Following: Caught some of it via VOD. Don’t remember it well enough, but it started sucking quickly enough that I did not finish.
Memento: A stupid, implausible film.
Insomnia: An utter waste of the talents of Al Pacino and Robin Williams, and a tremendous missed opportunity given the powerful latent elements. Look at The Machinist for an example of how to use insomnia effectively.
Batman trilogy: Not great; I’ll take Tim Burton over Christopher Nolan any day of the week.
Inception: I saw this before writing my blog, so I don’t remember why I didn’t like it. But I do remember it wasn’t good.
Interstellar: OK; maybe his best film other than Batman Begins. But Nolan’s best only reaches a marginal thumbs-up.

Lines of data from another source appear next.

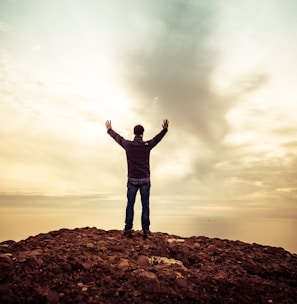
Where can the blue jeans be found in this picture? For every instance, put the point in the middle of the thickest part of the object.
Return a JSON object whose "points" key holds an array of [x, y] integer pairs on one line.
{"points": [[133, 185]]}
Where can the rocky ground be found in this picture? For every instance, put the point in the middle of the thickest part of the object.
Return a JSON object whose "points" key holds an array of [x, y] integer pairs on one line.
{"points": [[88, 265]]}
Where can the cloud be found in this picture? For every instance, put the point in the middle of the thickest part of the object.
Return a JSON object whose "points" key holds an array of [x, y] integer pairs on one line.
{"points": [[177, 68]]}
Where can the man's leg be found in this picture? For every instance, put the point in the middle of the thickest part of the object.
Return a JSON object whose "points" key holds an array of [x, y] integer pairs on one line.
{"points": [[145, 201], [131, 195]]}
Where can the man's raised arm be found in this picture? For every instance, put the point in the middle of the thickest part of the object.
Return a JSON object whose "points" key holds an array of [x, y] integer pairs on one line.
{"points": [[117, 137]]}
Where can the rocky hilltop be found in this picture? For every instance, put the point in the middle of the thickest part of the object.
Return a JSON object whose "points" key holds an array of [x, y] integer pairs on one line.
{"points": [[89, 265]]}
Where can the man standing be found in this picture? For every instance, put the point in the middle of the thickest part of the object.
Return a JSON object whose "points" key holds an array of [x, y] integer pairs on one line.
{"points": [[138, 161]]}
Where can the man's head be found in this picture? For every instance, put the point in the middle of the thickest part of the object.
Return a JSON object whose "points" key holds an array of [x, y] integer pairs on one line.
{"points": [[138, 130]]}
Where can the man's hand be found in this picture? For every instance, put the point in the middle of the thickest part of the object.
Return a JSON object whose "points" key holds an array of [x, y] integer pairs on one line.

And Dunkirk. I liked the opening sequences, about the first 20-30 minutes, very much. Nolan very effectively demonstrates the utter futility of the situation. For that I give him credit. But then he enters into Balkanized, choppy storytelling that has no flow. The only thing more futile than the armies’ dire circumstance is the hope that Nolan can convey the powerful story at hand in a way it deserves.
Ultimately, add Dunkirk to the long list of films that show what a hack filmmaker Christopher Nolan is. This is a great story that I wish Steven Spielberg had made. 5/10
Comparison Notes: Captain Phillips — for how dramatic, edge-of-your-seat true naval adventures should be told.
UPDATE: I just read about the Dunkirk evacuation on Wikipedia. It was a dire situation, and many lives were lost — but not near so many as Nolan would have you believe: most of the British troops were saved. Watching Dunkirk, you’d think that only a slim percentage of the army survived. This looseness with the facts is about enough to drop my rating down another peg. What a hack.